Ambassador Harriet Elam-Thomas, director of the Diplomacy Program at the University of Central Florida, remembers Nelson Mandela fondly and credits him for changing the world and for personally inspiring her to become a more effective U.S diplomat and mentor.
“He clearly led the path after (Mahatma) Gandhi in teaching us the value of a human being no matter their race, color, sex or sexual orientation,” Elam-Thomas said. She listened to Mandela address a joint session of Congress on June 26, 1990. “And personally I feel my career, was successful in large part because I was able to sit in that audience and hear him speak. I remember thinking that he was wise to learn Afrikaans, which immediately heightened his ability to communicate with his guards. Mandela believed that speaking in a man’s native language was to speak to his heart. And I then said to myself if this gent displayed no bitterness after 27 years of incarceration and understood his captors, which lead to a deeper understanding of their personalities; I could certainly pass my Turkish [language] exam.”
Elam-Thomas met Mandela after the speech and she said she was almost speechless, a rarity for her.
“I could not put two sentences together,” she said. “I finally managed to say ‘I’m honored to be in your presence.’”

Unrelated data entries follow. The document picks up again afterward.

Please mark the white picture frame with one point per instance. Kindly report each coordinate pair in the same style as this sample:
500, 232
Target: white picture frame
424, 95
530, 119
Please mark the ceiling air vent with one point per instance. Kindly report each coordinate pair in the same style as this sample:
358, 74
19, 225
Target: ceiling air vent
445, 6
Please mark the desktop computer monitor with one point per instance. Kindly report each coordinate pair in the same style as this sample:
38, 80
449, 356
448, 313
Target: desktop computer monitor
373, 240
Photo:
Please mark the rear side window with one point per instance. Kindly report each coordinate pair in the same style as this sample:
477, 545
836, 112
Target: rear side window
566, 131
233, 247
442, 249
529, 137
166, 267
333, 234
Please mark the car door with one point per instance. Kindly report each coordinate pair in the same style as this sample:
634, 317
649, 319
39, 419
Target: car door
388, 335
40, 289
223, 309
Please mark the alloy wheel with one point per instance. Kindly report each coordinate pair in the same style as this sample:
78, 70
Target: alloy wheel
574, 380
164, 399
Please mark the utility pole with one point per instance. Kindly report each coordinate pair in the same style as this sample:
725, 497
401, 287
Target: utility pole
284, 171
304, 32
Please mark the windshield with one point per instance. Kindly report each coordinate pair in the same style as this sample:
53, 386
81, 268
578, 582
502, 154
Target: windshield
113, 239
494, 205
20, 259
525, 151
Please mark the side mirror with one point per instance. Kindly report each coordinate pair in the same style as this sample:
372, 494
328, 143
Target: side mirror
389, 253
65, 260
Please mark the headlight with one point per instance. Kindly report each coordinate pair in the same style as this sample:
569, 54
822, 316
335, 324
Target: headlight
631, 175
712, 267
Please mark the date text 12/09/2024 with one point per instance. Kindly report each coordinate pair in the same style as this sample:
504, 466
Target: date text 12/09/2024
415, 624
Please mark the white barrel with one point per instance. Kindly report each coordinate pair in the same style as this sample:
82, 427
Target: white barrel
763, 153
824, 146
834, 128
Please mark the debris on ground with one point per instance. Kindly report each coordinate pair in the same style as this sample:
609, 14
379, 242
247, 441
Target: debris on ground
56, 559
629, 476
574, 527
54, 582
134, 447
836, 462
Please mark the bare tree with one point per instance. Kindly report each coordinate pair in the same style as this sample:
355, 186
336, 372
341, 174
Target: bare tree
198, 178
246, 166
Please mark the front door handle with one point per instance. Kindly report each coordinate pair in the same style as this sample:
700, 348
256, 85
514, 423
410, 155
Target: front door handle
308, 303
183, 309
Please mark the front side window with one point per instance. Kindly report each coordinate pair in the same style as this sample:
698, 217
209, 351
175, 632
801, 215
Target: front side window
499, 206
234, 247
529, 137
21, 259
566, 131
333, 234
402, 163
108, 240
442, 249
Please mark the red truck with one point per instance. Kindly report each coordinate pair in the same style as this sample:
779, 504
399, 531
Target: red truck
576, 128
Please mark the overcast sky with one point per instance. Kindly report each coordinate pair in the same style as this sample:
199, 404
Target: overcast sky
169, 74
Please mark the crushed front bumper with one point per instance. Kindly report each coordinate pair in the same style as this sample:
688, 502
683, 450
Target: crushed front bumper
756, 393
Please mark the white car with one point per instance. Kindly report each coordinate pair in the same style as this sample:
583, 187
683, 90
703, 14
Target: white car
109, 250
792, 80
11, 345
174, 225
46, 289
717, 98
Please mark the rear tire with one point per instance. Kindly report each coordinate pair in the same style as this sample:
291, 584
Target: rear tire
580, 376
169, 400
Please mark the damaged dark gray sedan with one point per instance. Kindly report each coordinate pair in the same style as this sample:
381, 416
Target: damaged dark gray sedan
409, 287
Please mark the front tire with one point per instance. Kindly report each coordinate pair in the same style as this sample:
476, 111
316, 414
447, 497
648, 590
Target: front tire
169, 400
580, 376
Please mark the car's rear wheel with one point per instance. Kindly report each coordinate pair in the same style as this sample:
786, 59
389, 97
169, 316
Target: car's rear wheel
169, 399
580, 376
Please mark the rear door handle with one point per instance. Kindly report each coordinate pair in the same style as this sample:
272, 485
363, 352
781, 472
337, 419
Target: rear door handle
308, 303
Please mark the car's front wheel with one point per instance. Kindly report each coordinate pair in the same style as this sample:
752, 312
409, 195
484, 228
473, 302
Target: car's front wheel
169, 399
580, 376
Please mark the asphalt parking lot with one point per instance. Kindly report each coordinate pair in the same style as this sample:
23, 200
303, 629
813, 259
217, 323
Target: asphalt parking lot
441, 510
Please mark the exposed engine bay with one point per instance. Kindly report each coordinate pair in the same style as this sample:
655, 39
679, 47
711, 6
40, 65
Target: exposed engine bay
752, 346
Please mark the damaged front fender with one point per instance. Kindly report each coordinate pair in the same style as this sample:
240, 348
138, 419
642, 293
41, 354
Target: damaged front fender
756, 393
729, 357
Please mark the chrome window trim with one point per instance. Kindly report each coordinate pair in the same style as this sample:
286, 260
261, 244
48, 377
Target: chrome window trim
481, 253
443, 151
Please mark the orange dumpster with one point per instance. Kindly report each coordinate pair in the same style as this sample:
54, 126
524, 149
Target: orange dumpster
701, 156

Three weeks later, she passed that Turkish language exam. Her career skyrocketed after her four years in Turkey, leading her to many international posts including U.S. ambassador to Senegal from 2000 to2002.
She retired in 2005 with the rank of career minister, the military equivalent of a three-star general. While her early career included the White House and United Nations, her more senior assignments included acting deputy director of the U.S. Information Agency; public affairs counselor at the American Embassy in Brussels; director of the American Press and Cultural Center in Istanbul cultural attaché at the American Embassy in Athens. She also served on the senior advisory group of the U.S. European Command from 2003 to 2006.
Elam-Thomas said Mandela was a master at seeking consensus and he “believed in the human heart.” Both are powerful in changing the world into the kind of place “we want it to be,” she said.
Today she inspires generations of future foreign diplomats and emphasizes they learn multiple languages because as Mandela put it:
“If you talk to a man in a language he understands, that goes to his head. If you talk to him in his language, that goes to his heart.”
And speaking and listening can lead to big positive changes in Africa and around the world.
“For example, I lived to see Barack Obama become our first black president,” Elam-Thomas said.